The benchmark 10-year yield rose 3.3 basis points after the jobs data to 4.347% US10YT=RR, For the week though, 10-year yields have fallen about 9.4 bps, on pace for their largest weekly drop since February 23.

The two-year yield, which reflects interest-rate expectations, climbed 5.2 bps to 3.85% US2YT=RR. So far this week, U.S. two-year yields have declined by 6 bps, on track for their biggest weekly fall since late February.

Data showed U.S. job growth rebounded more than expected last month with 178,000 jobs after a downwardly revised 133,000 drop in February, boosted by the end of the healthcare workers' strike and warm temperatures. The unemployment rate also inched lower to 4.3%, from 4.4%.

However, analysts said the report was not as strong as it looked.

"The bond market reaction has been tempered a little bit.
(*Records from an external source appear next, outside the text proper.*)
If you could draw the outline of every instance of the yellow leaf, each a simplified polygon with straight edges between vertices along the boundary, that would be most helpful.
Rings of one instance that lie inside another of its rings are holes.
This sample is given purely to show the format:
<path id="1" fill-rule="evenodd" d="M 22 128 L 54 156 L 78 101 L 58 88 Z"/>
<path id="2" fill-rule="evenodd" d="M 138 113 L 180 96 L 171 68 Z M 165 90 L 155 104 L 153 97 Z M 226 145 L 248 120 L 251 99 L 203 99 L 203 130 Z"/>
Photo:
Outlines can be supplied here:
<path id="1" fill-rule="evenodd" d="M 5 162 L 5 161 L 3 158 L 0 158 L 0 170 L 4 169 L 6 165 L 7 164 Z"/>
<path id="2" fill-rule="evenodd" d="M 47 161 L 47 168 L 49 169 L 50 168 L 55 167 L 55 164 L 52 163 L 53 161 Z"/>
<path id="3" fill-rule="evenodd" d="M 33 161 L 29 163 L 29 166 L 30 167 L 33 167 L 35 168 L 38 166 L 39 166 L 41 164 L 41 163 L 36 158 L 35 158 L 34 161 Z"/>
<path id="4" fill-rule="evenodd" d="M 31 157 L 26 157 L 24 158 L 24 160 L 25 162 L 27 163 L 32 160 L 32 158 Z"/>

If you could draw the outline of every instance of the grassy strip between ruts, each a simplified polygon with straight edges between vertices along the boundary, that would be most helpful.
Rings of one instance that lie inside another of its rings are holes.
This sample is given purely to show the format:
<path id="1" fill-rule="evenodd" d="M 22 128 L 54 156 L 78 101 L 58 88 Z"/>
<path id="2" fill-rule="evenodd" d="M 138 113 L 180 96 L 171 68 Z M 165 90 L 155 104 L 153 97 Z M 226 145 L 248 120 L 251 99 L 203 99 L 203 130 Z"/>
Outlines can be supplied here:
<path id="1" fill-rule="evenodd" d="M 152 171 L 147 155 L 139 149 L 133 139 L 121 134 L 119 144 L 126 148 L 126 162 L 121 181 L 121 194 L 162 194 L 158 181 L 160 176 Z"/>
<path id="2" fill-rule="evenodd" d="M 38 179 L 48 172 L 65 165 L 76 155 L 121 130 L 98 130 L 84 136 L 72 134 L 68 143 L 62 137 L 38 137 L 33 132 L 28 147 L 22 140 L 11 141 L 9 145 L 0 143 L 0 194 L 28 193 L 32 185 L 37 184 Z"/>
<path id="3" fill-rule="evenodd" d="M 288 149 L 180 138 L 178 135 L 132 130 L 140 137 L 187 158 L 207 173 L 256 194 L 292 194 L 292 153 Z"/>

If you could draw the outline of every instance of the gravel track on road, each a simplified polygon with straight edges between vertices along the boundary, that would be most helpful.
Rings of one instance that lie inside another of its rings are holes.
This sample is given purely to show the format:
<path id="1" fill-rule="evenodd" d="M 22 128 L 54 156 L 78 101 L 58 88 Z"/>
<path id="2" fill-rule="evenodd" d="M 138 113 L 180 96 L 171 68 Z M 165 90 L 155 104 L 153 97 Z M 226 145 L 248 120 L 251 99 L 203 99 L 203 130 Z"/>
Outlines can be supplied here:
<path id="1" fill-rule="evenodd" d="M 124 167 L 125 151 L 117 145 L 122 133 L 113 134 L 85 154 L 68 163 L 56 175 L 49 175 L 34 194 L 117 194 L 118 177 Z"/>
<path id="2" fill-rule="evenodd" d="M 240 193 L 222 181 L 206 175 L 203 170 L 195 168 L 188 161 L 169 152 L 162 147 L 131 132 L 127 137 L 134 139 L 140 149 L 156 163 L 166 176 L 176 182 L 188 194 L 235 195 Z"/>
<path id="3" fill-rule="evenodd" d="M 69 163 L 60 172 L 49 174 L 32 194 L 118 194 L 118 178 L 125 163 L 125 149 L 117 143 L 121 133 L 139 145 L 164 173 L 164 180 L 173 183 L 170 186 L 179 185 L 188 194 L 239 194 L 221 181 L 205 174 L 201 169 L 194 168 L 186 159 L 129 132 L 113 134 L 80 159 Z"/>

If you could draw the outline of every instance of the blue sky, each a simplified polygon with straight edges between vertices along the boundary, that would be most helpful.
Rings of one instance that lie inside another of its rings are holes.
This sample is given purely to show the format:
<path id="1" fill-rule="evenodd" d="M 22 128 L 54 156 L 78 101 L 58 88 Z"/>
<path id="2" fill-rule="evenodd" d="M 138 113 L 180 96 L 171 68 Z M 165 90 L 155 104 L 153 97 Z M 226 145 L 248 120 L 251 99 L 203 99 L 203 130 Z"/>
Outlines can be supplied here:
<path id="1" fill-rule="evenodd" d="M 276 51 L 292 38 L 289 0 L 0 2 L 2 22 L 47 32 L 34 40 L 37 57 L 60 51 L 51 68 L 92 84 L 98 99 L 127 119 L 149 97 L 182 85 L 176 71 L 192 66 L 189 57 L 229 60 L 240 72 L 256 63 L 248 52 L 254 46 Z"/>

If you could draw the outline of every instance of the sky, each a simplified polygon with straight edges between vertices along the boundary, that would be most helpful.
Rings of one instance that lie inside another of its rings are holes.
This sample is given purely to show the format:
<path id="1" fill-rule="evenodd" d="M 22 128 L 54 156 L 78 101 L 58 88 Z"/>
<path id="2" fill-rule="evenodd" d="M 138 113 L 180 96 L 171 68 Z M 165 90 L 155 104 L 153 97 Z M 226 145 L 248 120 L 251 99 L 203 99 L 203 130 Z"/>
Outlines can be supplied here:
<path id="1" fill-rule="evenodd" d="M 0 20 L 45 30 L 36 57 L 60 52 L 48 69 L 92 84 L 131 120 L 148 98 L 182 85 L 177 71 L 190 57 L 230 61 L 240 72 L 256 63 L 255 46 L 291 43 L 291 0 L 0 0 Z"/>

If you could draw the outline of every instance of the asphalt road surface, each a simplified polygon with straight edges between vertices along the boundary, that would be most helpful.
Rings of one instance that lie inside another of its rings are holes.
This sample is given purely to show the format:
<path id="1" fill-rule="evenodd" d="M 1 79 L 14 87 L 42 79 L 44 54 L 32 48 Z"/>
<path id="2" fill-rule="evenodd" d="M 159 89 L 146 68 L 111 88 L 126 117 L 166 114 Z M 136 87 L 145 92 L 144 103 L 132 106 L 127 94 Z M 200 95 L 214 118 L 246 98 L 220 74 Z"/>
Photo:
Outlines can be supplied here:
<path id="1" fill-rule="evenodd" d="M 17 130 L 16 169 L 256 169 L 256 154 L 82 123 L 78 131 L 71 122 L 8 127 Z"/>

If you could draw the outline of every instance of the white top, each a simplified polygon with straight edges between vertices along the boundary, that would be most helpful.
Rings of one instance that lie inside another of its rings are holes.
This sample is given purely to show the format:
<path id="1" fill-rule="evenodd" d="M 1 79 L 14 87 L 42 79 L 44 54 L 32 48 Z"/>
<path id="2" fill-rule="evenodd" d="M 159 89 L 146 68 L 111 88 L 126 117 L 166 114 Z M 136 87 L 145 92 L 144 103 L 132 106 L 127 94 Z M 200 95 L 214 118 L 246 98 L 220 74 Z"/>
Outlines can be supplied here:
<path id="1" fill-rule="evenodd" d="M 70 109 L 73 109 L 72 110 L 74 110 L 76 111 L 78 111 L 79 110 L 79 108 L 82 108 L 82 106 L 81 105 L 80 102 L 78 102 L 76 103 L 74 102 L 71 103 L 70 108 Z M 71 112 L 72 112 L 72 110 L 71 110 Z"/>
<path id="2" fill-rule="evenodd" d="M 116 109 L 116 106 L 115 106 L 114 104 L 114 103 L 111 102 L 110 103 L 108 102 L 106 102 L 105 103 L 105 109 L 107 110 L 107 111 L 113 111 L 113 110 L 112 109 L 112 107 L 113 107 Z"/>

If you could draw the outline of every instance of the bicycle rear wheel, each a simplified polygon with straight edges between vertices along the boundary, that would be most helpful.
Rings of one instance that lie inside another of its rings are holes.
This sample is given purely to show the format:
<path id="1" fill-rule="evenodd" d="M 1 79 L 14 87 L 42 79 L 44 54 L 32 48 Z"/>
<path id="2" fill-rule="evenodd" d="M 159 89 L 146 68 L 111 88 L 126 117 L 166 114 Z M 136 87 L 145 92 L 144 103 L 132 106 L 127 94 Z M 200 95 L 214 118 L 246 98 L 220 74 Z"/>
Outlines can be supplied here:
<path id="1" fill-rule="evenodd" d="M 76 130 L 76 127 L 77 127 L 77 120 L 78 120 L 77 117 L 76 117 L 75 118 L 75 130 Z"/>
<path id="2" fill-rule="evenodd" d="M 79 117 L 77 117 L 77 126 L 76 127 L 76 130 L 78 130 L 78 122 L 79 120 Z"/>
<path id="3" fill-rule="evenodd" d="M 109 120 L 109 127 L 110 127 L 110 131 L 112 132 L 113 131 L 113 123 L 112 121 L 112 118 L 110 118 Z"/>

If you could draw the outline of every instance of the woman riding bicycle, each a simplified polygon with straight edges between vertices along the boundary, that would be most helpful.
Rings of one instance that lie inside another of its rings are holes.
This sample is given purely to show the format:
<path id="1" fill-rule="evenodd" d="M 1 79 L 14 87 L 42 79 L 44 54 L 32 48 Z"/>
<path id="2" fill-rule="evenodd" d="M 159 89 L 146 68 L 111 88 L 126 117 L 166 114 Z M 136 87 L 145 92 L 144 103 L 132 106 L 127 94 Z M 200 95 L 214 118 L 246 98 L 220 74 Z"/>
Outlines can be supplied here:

We did have further downward revisions. You have February at negative 133,000 so there's clearly a lot of volatility on this data," Zachary Griffiths, head of investment-grade credit, at CreditSights in Charlotte, North Carolina.

In other maturities, U.S. 30-year yields were up 2.4 basis points at 4.914% US30YT=RR. This week, however, 30-year yields fell 7 bps, marking their biggest weekly drop since the week of February 23.

Following the payrolls number, U.S. rate futures on Friday priced in just 1 bp of easing this year, down from 7 bps late Thursday and 55 bps before the Middle East conflict, according to LSEG estimates.

"The threshold for any policy adjustments by the Fed is very high right now," CreditSights' Griffiths said.

"They're probably in wait-and-see mode particularly now that we got this headline payrolls beat of more than 170,000, which is certainly well above what the Fed has been talking about in terms of a break-even rate with respect to the unemployment level."